La supporter du moins, y languir, y mourir ;

Telle est ma destinée… Hélas ! tu l’as suivie !

Tu quittas tout pour moi, tu consoles ma vie ;

Mais je serais barbare en t’osant proposer

De porter ce fardeau qui commence à peser.

Dans les lâches parents qui m’ont abandonnée

Tu trouveras peut-être une âme assez bien née,

Compatissante assez pour acquitter vers toi

Ce que le sort m’enlève, et ce que je te doi ;

D’une pitié bien juste elle sera frappée

En voyant de mes pleurs une lettre trempée.

Pars, ma chère Sulma ; revois, si tu le veux,

La superbe Ecbatane et ses peuples heureux ;

Laisse dans ces déserts ta fidèle Obéide.

 

SULMA.

 

Ah ! que la mort plutôt frappe cette perfide

Si jamais je conçois le criminel dessein

De chercher loin de vous un bonheur incertain !

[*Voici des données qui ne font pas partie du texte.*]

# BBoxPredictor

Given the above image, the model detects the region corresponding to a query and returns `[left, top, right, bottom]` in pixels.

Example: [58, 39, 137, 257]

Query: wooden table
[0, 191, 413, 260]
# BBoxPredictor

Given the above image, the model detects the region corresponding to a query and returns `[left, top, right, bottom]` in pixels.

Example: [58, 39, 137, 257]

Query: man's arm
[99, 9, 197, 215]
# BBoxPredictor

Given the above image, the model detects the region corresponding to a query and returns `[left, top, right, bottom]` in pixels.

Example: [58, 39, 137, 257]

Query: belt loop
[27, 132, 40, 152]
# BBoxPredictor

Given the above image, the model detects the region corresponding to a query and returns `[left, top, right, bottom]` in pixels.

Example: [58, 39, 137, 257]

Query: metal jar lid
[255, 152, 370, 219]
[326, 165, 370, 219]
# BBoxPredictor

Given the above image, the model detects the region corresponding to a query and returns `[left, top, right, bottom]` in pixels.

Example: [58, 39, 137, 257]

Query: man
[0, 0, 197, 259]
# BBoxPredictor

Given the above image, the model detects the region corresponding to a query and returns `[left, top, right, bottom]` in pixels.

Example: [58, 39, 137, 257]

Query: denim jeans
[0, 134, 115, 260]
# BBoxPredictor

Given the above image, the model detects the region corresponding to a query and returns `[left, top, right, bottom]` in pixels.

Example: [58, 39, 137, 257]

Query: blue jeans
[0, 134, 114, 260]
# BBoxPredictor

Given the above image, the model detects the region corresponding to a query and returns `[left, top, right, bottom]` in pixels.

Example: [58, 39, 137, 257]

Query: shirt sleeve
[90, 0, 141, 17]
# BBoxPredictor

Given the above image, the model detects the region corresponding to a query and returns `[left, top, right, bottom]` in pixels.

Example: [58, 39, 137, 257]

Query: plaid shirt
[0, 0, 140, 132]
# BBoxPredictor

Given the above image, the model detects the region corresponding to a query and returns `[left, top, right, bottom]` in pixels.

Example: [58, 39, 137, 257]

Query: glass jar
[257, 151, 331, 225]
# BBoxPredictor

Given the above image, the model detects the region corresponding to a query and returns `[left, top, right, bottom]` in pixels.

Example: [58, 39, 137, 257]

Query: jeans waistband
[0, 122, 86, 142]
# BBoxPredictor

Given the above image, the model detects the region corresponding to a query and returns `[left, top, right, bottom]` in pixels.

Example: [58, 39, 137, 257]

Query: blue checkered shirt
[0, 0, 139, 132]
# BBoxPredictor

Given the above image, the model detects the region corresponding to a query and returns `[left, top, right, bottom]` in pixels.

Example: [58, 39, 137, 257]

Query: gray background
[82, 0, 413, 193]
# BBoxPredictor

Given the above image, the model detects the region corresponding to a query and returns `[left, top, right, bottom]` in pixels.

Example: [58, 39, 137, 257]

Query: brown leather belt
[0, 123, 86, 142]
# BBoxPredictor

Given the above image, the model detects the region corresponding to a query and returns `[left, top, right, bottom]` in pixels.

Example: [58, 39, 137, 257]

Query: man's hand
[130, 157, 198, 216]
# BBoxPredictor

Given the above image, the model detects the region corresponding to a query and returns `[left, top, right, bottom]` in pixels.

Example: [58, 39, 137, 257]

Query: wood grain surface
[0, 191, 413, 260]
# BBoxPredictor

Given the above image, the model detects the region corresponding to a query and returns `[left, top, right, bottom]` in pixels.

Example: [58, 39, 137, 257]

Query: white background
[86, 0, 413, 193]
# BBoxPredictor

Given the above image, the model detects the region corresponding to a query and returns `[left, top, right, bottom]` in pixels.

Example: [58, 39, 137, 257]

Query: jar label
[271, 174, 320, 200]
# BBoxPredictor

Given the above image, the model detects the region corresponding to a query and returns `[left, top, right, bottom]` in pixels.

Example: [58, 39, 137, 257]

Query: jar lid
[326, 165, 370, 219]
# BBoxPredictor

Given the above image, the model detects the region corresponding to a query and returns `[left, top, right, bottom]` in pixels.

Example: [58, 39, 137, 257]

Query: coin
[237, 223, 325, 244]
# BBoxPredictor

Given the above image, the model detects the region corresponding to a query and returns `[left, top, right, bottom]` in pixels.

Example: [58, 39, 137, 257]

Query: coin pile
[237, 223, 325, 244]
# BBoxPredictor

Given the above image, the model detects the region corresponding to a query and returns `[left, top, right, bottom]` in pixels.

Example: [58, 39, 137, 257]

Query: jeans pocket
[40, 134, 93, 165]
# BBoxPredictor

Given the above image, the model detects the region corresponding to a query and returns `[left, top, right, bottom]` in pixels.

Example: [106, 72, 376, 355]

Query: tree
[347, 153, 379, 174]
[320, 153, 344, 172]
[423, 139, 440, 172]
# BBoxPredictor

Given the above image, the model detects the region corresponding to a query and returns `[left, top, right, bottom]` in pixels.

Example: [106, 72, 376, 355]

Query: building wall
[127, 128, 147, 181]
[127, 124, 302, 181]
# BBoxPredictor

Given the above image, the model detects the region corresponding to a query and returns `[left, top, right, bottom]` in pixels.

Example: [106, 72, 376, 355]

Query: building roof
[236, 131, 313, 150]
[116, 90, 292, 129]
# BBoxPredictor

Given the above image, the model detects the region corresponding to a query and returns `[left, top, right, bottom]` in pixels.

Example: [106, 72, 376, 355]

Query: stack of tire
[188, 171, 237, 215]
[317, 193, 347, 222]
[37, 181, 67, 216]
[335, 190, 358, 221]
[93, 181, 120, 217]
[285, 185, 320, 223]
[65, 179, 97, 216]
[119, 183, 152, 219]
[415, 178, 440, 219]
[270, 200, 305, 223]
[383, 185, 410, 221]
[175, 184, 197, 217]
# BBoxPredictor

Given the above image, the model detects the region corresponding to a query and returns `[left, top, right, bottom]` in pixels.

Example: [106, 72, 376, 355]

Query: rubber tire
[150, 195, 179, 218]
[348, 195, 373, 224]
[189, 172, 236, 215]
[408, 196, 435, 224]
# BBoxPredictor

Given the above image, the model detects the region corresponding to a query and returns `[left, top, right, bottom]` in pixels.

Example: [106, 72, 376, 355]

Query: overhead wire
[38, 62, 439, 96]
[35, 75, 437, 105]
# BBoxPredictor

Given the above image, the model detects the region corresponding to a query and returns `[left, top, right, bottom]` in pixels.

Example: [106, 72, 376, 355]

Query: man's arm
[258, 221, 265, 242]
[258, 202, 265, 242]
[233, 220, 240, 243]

J’ai vécu pour vous seule, et votre destinée

Jusques à mon tombeau tient la mienne enchaînée ;

Mais je vous l’avouerai, ce n’est pas sans horreur

Que je vois tant d’appas, de gloire, de grandeur,

D’un soldat de Scythie être ici le partage.

 

OBÉIDE.

 

Après mon infortune, après l’indigne outrage

Qu’à fait à ma famille, à mon âge, à mon nom,

De l’immortel Cyrus un fatal rejeton ;

De la cour à jamais lorsque tout me sépare,

Quand je dois tant haïr ce funeste Athamare ;

Sans Etat, sans patrie, inconnue en ces lieux,

Tous les humains, Sulma, sont égaux à mes yeux ;

Tout m’est indifférent.

 

SULMA.

 

Ah ! contrainte inutile !

 

OBÉIDE.

 

Cesse de m’arracher, en croyant m’éblouir,

Ce malheureux repos dont je cherche à jouir.

Au parti que je prends je me suis condamnée,

Va, si mon cœur m’appelle aux lieux où je suis née,

Ce cœur doit s’en punir ; il se doit imposer

Un frein qui le retienne, et qu’il n’ose briser.

 

SULMA.

 

D’un père infortuné, victime volontaire,

Quels reproches, hélas ! auriez-vous à vous faire ?

 

OBÉIDE.

 

Je ne m’en ferai plus. Dieux, je vous le promets,

Obéide à vos yeux ne rougira jamais.

 

SULMA.

 

Qui, vous ?

 

OBÉIDE.

 

Tout est fini. Mon père veut un gendre ;

Il désigne Indatire, et je sais trop l’entendre :

Le fils de son ami doit être préféré.

 

SULMA.

 

Votre choix est donc fait ?

 

OBÉIDE.

 

Tu vois l’autel sacré

Que préparent déjà mes compagnes heureuses,

Ignorant de l’hymen les chaînes dangereuses,

Tranquilles, sans regrets, sans cruel souvenir (2).

 

SULMA.

 

D’où vient qu’à cet aspect vous paraissez frémir ?

 

 

 

1 – Voilà maintenant madame Denis. (G.A.)

2 – Voltaire voulait que pendant cette scène de jeunes bergères, vêtues de blanc, vinssent attacher des guirlandes aux arbres qui entourent l’autel. (G.A.)